Genève à l'avant-garde du retour en arrière ?

A la Tribune de Genève, 5 septembre 2006
Monica Gather Thurler, Genève

---

Que diriez-vous si votre chirurgien vous informait la veille de votre opération que l'hôpital lui a enjoint d'oublier la nouvelle technique prévue pour vous poser une prothèse de la hanche, pour revenir à l'ancienne méthode, certes beaucoup plus longue à guérir, mais moins coûteuse, moins exigeante ? Ou si les réfractaires aux nouvelles technologies de la communication parvenaient à interdire Internet et les téléphones portables ? Tout changement peut présenter certains inconvénients, surtout au début, chacun le sait. Est-ce, dans le domaine médical ou technologique, une raison de ne pas avancer au gré de l'évolution des connaissances ?

Or, l'ouverture au changement dans ces domaines contraste avec la résistance d'une partie importante de nos contemporains à toute évolution dans le monde scolaire. Comme si l'école relevait de la tradition plutôt que de la raison, comme si l'essentiel était que la réalité d'élève de nos enfants ressemble à celle que nous avons connue à leur âge. Le canton de Genève a été, durant plus d'un siècle, un phare en matière d'innovation scolaire, sur le plan national et international. Il pourrait devenir un musée, avec un système éducatif revenu au 19e siècle, à la manière de ces villages médiévaux reconstitués pour l'édification des touristes.
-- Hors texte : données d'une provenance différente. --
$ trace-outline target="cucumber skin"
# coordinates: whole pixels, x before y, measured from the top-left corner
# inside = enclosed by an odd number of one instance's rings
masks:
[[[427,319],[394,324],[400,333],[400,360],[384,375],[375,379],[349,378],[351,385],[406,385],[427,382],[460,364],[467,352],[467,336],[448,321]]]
Ce rêve de restauration d'un ordre scolaire aussi ancien que mythique risque en effet d'amener Genève, au lendemain des votations du 24 septembre, à travailler au sein de structures d'hier pour résoudre les problèmes de demain. Alors que dans le même temps, d'autres systèmes ont compris qu'il n'est plus possible aujourd'hui d'exclure les plus démunis, que l'école ne pourra réaliser offrir un avenir à tous ses élèves qu'en s'ouvrant au progrès et aux avancées de la recherche.

La rénovation de l'enseignement primaire, amorcée en 1995, est aujourd'hui accusée de tous les maux par celles et ceux qui n'ont jamais vraiment pris la peine de comprendre ses finalités ni ses modalités de mise en œuvre. Or, elle visait justement à combattre l'échec et devait aboutir à une réforme très proche des modes de fonctionnement de la Finlande, ô combien de fois citée en exemple par les détracteurs de la réforme genevoise. La Finlande a compris il y a longtemps que le redoublement et la sélection ne sont pas des solutions, qu'ils ne font que renforcer les écarts entre les bons et moins bons élèves, alors qu'il est important de les amener tous à développer les savoirs et les compétences nécessaires pour affronter la vie. On y a favorisé la différenciation, remplacé depuis longtemps les notes par une évaluation formative centrée sur la progression des élèves, misé sur la professionnalisation des métiers de l'éducation, étroitement articulé développement de la qualité et nouvelles connaissances didactiques et pédagogiques. On y a mis en place des structures scolaires qui prennent au sérieux les besoins tant des élèves, que des enseignants, on y a accordé une autonomie partielle aux établissements scolaires, on a fortement invité les professeurs à collaborer avec les parents.

La réforme genevoise allait dans le même sens. C'est pourquoi je voterai 2 x NON, espérant qu'une majorité de concitoyens prennent conscience que l'école mérite d'être au moins aussi bien traitée que d'autres institutions de notre société.